Kathy Thompson Alvarez filed a petition for habeas corpus seeking the return of her twin daughters from her aunt. The trial court dismissed the petition and the mother appeals. We reverse.
The mother, a Nebraska resident, obtained a divorce there in August of 1980 and was awarded permanent legal custody of the twins. In May 1981, the mother agreed in writing for her aunt, Nell Martin Sills, to have care and custody of the children for two years. The agreement provides that at the end of the two-year period, the mother would regain custody if she were able to care for the children adequately; if not, the aunt would retain custody indefinitely. If, however, the parties could not agree whether the mother could adequately care for the children, the agreement provides that the question of custody would be determined by a court of competent jurisdiction where the children reside. The trial court held that because of the agreement the aunt had legal custody and that the mother’s habeas petition was barred by OCGA § 19-9-23 (d) of the Georgia Child Custody Intrastate Jurisdiction Act of 1978.
The Georgia Child Custody Intrastate Jurisdiction Act of 1978 and its prohibition against complaints in the nature of a habeas corpus seeking a change of custody, OCGA § 19-9-23 (d), cited by the trial court as precluding the mother’s action, are inapplicable. That act governs the procedure to be followed by a party seeking a change in “legal custody,” OCGA § 19-9-23 (a) and (b) (emphasis supplied), and defines “legal custodian” as “a person who has been awarded permanent custody of a child by a court order.” OCGA § 19-9-22 (2). (Emphasis supplied.) Under the terms of the act, legal custody is not conferred by an agreement. Thus, the aunt does not have legal custody, the mother is not seeking a change in legal custody, and the act, and its prohibition, do not apply.

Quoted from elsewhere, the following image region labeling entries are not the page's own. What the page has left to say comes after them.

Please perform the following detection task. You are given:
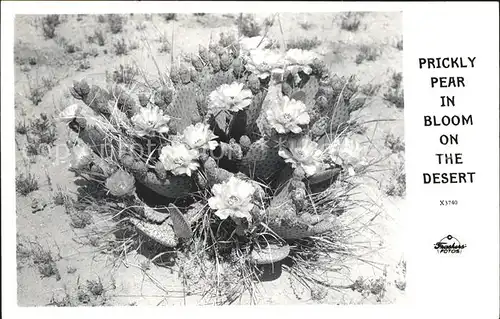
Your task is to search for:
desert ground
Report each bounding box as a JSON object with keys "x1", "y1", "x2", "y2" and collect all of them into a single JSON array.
[{"x1": 14, "y1": 12, "x2": 406, "y2": 306}]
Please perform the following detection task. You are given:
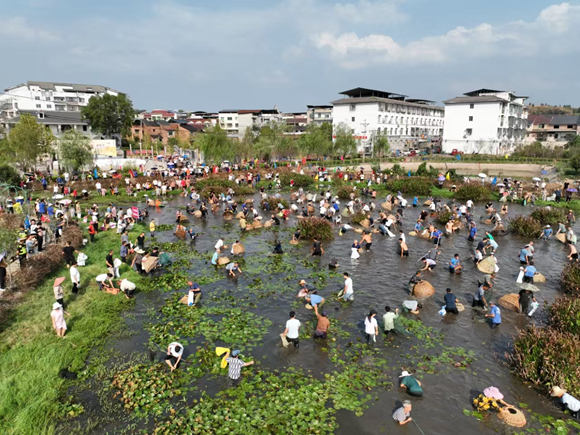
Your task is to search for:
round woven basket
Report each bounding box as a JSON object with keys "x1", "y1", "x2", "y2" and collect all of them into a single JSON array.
[
  {"x1": 497, "y1": 293, "x2": 520, "y2": 313},
  {"x1": 218, "y1": 257, "x2": 230, "y2": 266},
  {"x1": 497, "y1": 405, "x2": 526, "y2": 427},
  {"x1": 233, "y1": 243, "x2": 246, "y2": 255},
  {"x1": 477, "y1": 257, "x2": 495, "y2": 274},
  {"x1": 534, "y1": 273, "x2": 546, "y2": 284},
  {"x1": 413, "y1": 281, "x2": 435, "y2": 298}
]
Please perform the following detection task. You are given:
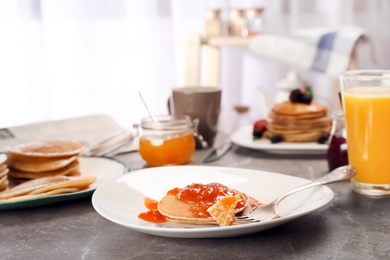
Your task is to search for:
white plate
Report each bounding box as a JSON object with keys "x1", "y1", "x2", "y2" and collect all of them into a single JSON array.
[
  {"x1": 0, "y1": 157, "x2": 127, "y2": 210},
  {"x1": 92, "y1": 166, "x2": 334, "y2": 238},
  {"x1": 231, "y1": 126, "x2": 328, "y2": 154}
]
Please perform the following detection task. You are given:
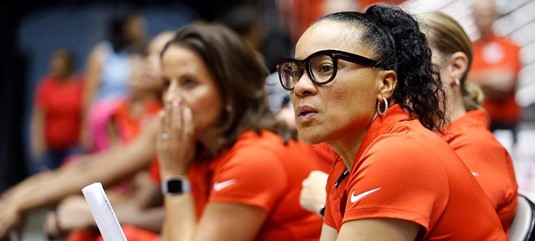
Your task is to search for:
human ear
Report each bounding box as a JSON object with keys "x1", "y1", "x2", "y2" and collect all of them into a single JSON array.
[
  {"x1": 377, "y1": 70, "x2": 398, "y2": 100},
  {"x1": 447, "y1": 52, "x2": 468, "y2": 86}
]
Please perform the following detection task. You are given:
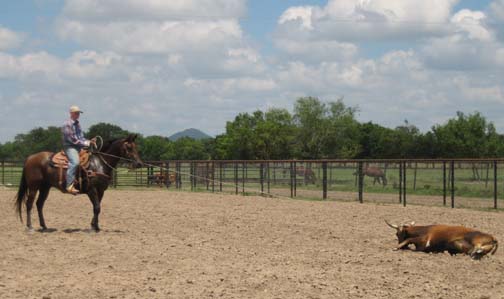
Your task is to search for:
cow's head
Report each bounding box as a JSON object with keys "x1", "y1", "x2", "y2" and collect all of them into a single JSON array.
[{"x1": 385, "y1": 220, "x2": 415, "y2": 243}]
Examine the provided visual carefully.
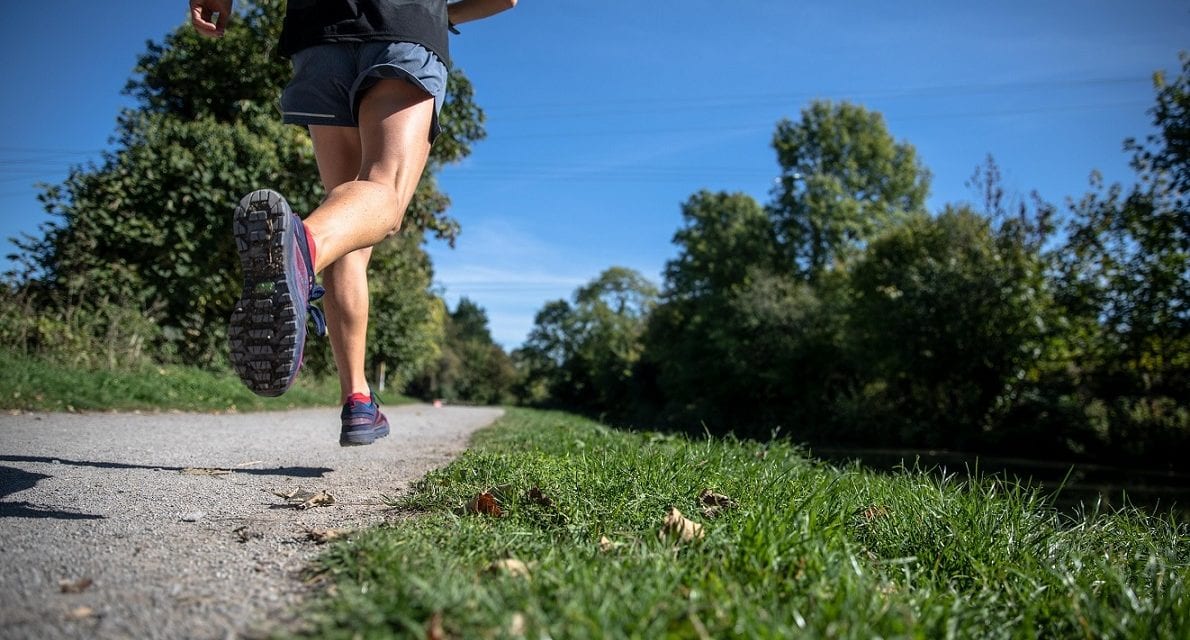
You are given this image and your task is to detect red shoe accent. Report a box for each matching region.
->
[301,225,318,270]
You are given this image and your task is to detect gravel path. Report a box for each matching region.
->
[0,406,500,639]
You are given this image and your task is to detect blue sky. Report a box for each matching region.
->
[0,0,1190,347]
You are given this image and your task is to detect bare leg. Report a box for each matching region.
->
[306,80,433,402]
[306,80,434,272]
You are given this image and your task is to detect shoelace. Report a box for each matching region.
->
[294,215,326,338]
[306,283,326,338]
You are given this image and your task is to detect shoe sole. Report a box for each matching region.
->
[227,189,300,396]
[339,414,389,446]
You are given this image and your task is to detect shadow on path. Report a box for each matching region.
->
[0,466,104,520]
[0,456,334,475]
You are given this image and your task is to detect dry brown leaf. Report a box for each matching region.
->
[273,489,334,509]
[702,506,724,520]
[466,491,505,517]
[488,558,530,578]
[508,611,525,638]
[303,527,350,545]
[863,504,889,521]
[426,611,447,640]
[179,466,231,476]
[179,466,231,476]
[699,489,738,509]
[67,607,95,620]
[231,525,264,542]
[298,491,334,509]
[525,487,553,507]
[657,507,706,542]
[699,489,738,520]
[58,578,95,594]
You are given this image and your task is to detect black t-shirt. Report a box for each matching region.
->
[280,0,450,67]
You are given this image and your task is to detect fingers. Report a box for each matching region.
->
[190,0,231,38]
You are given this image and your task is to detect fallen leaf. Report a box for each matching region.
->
[426,611,446,640]
[231,525,264,542]
[488,558,530,578]
[862,504,889,521]
[657,507,706,542]
[466,491,505,517]
[487,484,513,502]
[179,466,231,476]
[699,489,737,509]
[67,607,95,620]
[298,491,334,509]
[58,578,95,594]
[525,487,553,507]
[508,611,525,638]
[273,489,334,509]
[303,527,349,545]
[699,489,738,520]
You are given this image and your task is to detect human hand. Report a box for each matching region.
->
[190,0,232,38]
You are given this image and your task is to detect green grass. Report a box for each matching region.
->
[292,410,1190,639]
[0,351,371,412]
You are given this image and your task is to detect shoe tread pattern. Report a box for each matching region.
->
[227,190,298,396]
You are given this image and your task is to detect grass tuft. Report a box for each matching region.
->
[292,410,1190,639]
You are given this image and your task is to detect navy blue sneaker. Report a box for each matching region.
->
[227,189,326,396]
[339,394,388,446]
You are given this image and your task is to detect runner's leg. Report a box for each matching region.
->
[309,126,371,403]
[306,80,433,402]
[306,80,434,272]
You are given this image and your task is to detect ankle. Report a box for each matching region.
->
[343,389,371,404]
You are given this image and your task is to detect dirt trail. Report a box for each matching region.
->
[0,406,500,639]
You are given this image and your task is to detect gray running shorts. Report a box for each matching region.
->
[281,42,446,142]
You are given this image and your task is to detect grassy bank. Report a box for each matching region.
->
[0,351,349,412]
[292,410,1190,639]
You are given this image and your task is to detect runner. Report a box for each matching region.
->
[190,0,516,446]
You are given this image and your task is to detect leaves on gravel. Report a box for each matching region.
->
[657,507,706,544]
[67,607,96,620]
[302,525,351,545]
[231,525,264,542]
[58,578,95,594]
[273,489,334,510]
[179,466,232,476]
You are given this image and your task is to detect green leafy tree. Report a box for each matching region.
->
[516,266,658,415]
[770,101,929,278]
[1053,54,1190,464]
[9,0,483,364]
[638,192,779,426]
[412,297,516,404]
[850,208,1048,448]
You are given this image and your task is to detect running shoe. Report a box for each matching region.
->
[227,189,326,396]
[339,394,388,446]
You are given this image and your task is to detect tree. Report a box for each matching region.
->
[412,297,516,404]
[848,208,1047,448]
[9,0,483,364]
[516,266,657,415]
[769,101,929,280]
[1053,54,1190,460]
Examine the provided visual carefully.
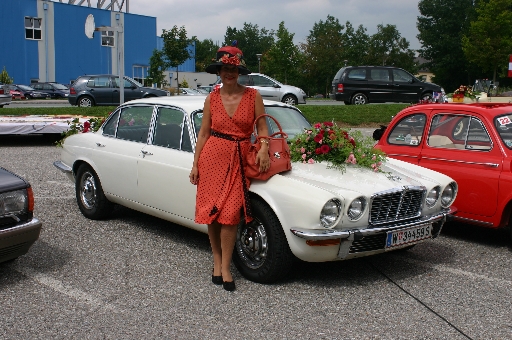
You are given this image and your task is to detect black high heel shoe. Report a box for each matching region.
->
[222,280,236,292]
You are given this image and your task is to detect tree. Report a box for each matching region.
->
[192,36,219,72]
[417,0,478,89]
[162,25,191,94]
[144,49,167,87]
[262,21,300,84]
[301,15,344,94]
[0,66,14,84]
[224,22,274,72]
[366,24,417,73]
[462,0,512,82]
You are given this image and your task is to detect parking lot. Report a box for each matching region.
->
[0,136,512,339]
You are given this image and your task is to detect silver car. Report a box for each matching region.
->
[0,83,12,109]
[214,73,306,105]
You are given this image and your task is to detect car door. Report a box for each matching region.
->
[419,111,503,216]
[368,67,393,103]
[379,112,427,165]
[92,105,153,202]
[249,74,281,101]
[392,68,423,103]
[137,106,196,224]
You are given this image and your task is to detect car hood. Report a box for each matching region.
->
[283,158,451,195]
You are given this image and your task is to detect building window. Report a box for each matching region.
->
[25,17,42,40]
[101,31,114,47]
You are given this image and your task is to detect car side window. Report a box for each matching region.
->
[87,77,110,88]
[103,110,120,137]
[117,106,153,143]
[393,69,413,83]
[251,76,275,87]
[388,113,427,146]
[153,107,192,151]
[345,68,366,80]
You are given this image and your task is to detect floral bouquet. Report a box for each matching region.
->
[290,122,386,172]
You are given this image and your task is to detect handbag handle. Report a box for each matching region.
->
[253,113,288,138]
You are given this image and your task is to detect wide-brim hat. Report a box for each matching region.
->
[205,42,251,74]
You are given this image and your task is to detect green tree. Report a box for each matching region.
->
[261,21,300,84]
[301,15,344,95]
[162,25,192,94]
[366,24,417,73]
[462,0,512,82]
[145,49,167,87]
[416,0,478,92]
[0,66,14,84]
[192,36,219,72]
[224,22,274,72]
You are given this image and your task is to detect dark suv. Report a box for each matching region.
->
[68,74,169,107]
[329,66,445,105]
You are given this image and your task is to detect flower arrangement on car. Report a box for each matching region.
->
[290,122,386,172]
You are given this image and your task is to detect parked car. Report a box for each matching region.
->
[68,74,170,107]
[30,82,69,99]
[329,66,446,105]
[0,167,41,262]
[0,83,12,109]
[214,73,307,105]
[54,96,457,282]
[9,84,50,99]
[377,103,512,238]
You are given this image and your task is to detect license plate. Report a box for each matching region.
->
[386,224,432,249]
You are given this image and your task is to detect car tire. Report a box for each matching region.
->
[233,199,295,283]
[352,93,368,105]
[283,94,299,105]
[75,164,114,220]
[77,96,94,107]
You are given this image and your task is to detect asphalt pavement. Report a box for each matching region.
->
[0,136,512,339]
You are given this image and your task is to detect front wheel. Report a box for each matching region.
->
[283,94,298,105]
[75,164,114,220]
[233,199,294,283]
[352,93,368,105]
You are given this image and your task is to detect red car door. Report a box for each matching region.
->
[419,110,503,220]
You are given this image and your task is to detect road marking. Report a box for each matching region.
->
[15,267,121,313]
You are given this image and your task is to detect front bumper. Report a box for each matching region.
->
[290,207,457,259]
[0,218,42,262]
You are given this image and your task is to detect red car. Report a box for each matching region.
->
[374,103,512,236]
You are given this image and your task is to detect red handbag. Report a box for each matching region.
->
[245,114,292,181]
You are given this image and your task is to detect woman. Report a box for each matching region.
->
[190,45,270,291]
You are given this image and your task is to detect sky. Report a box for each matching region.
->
[128,0,421,49]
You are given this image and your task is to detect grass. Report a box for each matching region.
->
[0,104,409,127]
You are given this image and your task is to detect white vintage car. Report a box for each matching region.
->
[54,96,457,282]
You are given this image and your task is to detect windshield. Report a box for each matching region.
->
[494,113,512,149]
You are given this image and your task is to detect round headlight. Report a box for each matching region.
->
[347,197,366,220]
[425,186,441,208]
[441,182,457,208]
[320,198,341,228]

Moreover, the mother does not seek a “change of custody” under the act’s terms. She claims there has been no transfer of permanent custody of her children from her to the aunt. She claims that the aunt’s term of temporary custody under the agreement has expired. She claims that she is prepared to prove that she has met all conditions relating to the return of her children and that the aunt has failed to comply with the agreement, and has in fact, avoided commu*19nication with the mother and hidden the children from her. The mother’s petition states a claim for habeas corpus relief. Johnson v. Smith, 251 Ga. 1 (302 SE2d 542) (1983). Accordingly, the trial court erred by dismissing the petition.1
Judgment reversed.
All the Justices concur, except Smith, J., who dissents.This holding does not prevent the aunt from asserting the agreement as a defense. To do so she must demonstrate to the trial court’s satisfaction that a release of custody was contemplated and effected, in accordance with our holdings in Bozeman v. Williams, 248 Ga. 606, 607 (285 SE2d 9) (1981) and Shaddrix v. Womack, 231 Ga. 628, 631 (3b) (203 SE2d 225) (1974), and that, under the evidence, a return of the children to the mother is not required.